Does applying the transformation $\sum\alpha_{jk}|j,f(k)\rangle\mapsto\sum\omega_N^{-jk}\alpha_{jk}|j,f(k)\rangle$ require computing $f^{-1}$?

Suppose that I have a bijective function $$f: \mathbb{Z}_N → Y$$ where $$Y$$ is a finite set.
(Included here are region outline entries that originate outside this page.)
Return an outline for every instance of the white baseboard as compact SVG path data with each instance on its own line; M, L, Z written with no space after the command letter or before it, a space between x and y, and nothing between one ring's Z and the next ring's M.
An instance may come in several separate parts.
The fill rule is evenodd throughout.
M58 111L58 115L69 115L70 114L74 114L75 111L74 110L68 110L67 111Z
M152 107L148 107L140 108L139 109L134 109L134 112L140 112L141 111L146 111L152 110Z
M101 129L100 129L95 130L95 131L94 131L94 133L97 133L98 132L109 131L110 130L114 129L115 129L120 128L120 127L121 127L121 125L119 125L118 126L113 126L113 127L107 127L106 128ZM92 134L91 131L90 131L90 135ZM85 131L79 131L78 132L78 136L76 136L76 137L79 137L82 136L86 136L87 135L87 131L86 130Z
Suppose that $$f$$, but not its inverse, can be computed efficiently classically.

I would like to apply the following diagonal unitary transformation:

$$\sum_{j,k \in \mathbb{Z}_N} \alpha_{j,k} \vert j, f(k) \rangle \mapsto \sum_{j,k \in \mathbb{Z}_N} \omega_N^{-jk} \alpha_{j,k} \vert j, f(k) \rangle.$$

Here, $$\omega_N = e^{\frac{2 \pi i}{N}}$$.

My question is: if I want to apply this transformation, does that require $$f$$ to be inverted classically, or is that not needed because my sum goes over $$j$$ and $$k$$?

• What is quantum about that? Jan 25 at 10:55
• Okay, so more concretely, i have a quantum superposition: $$\sum_{x_1, x_2 \in X} \alpha_{x_1,x_2} \vert x_1, f(x_2) \rangle$$ And I want to apply a diagonal unitary transformation to get: $$\sum_{x_1, x_2 \in X} \varphi(x_1,x_2) \alpha_{x_1,x_2} \vert x_1, f(x_2) \rangle$$ My question is, does applying that transformation require inverting the function f classically? Jan 25 at 21:03
• Before application of the second unitary, there is no entanglement between $x_1$ and $x_2$ in the state $\vert x_1, f(x_2)\rangle$, right? Jan 25 at 21:14
• It may depend very much on what's known about $\phi(x_1,x_2)$. For example if $\phi(x_1,x_2)$ is solely dependent on $x_1$, then no need to invert $f(x_2)$. Jan 25 at 21:19
• @Carlo Please focus on one question, and add the clarifications to the question. Jan 25 at 23:02

In order to apply the conditional rotation by $$\omega_{N}^{-jk}$$, you will need to know $$k$$, therefore you will need to have access to both $$k$$ (for the phase) and $$f(k)$$ (for the basis vector).
An easier way to see that is to set $$N=2$$ and let $$\alpha_{j,k}$$ be $$1/2$$ for all $$i,j$$. There are only two bijective functions $$f$$ - the identity, or the inverse.
You end up with two different states, depending on whether $$f$$ is the identity or the inverse.